I agree that it appears to be a sub-optimal configuration for the dust port; but I also have had my Sawstop for about three years hooked up to a Jet dust collector and have not had any problems at all with it sucking out the dust. I hear and feel a pretty good air flow through that hose at the blade. I had to wrap a couple layers of masking tape on the part coming out of the saw at the bottom to make it slightly bigger to get a tight fit, but that's no big deal.


----------



## Buckeyes85

i have one of these too. Have not modified the 90 degree to a y yet but have been thinking that would help. i'm also looking at new DCs. right now i have a jet 650 (1HP) with a dust dog canister. about 8' of 4" hose on it. the filter is not clogged but i think the suction power to the overarm is anemic. i dont have room for a big cyclone and need to stay with 110 power so am thinking about the Powermatic 1300 cone or the oneida mini-gorilla. any thoughts on those options?

thanks


----------



## Kenyon94

Thanks for all the comments…

*Dustman* and *MakerofSawdust* - you're right, it's really not a major problem, but I still thought it was worth fixing. I noticed a great deal more suction on the overarm guard after I made the change to the Y-connector (i.e. zero left on the table). Not a big deal and it was working well enough without it, but I thought it was worth it as I plan to have this solution in place for a very long time. My DC is a 1.5 HP Delta 50-760 with a homemade Thien-style separator and it works great.

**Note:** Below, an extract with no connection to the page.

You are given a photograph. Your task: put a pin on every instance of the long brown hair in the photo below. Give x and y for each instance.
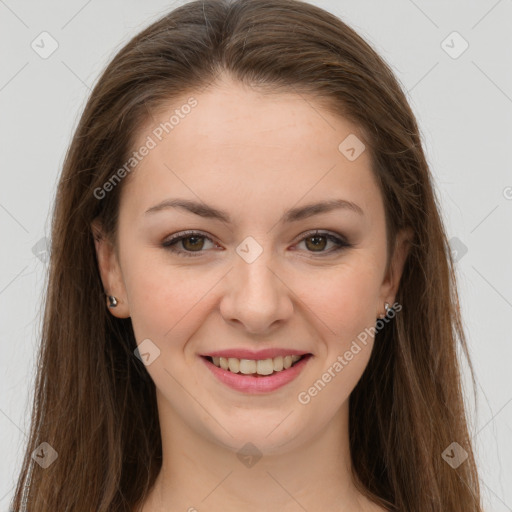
(94, 401)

*Buckeye85* - I don't know much about the DCs you mentioned, but I can tell you I love my Delta 50-760. I really like that it's a 1 micron bag, that was important to me with little ones playing in the garage/workshop. Suction is great, it's not too loud, etc. I'll do a review of the Delta and my Thien-style separator sometime soon, but in general I'm very happy with it. It's possible that the addition of the separator may be as important as the choice of the DC itself, but I'll leave that to the dust experts to comment on. That said, if you can afford a Powermatic, I don't think you can go wrong - I don't think I've ever heard someone complain about them, mostly passionate advocates actually. I just bought an air filtration unit of theirs in the March sale, still need to get it mounted up to the ceiling (so I need to figure out how to find those pesky joists first).


----------



## gtbuzz

Thanks for these tips. Gonna have to try these out on mine to see what kind of difference it makes.


----------



## hotncold

Kenyon94 - as for those pesky joists…try this…it works great…and cheap!
http://www.amazon.com/gp/product/B000IKK0OI/ref=oh_details_o06_s00_i00?ie=UTF8&psc=1

This is what I used when I hung my shop made ambient air cleaner.


----------



## mbs

I've had my SS for several years and agree with your review. I don't fault SS for much, but the design of the T fitting is a miss in my mind. I'll also add that when you add the HTC outfeed table the rollers hit the DC hose. I had to remove one of the rollers of the outfeed table which was no big deal.

I would have preferred the 4" DC connection to attach underneath the saws extension table to the side of the cabinet.


----------



## StumpyNubs

The upper dust collection is often misunderstood on the Sawstop. The dust is not sucked through the hose like a shop vac. The blade guard is designed to create an air stream that pushes the dust into the hose. This means it can be carried away with minimal airflow coming from the collector. So the wye is not an issue.


----------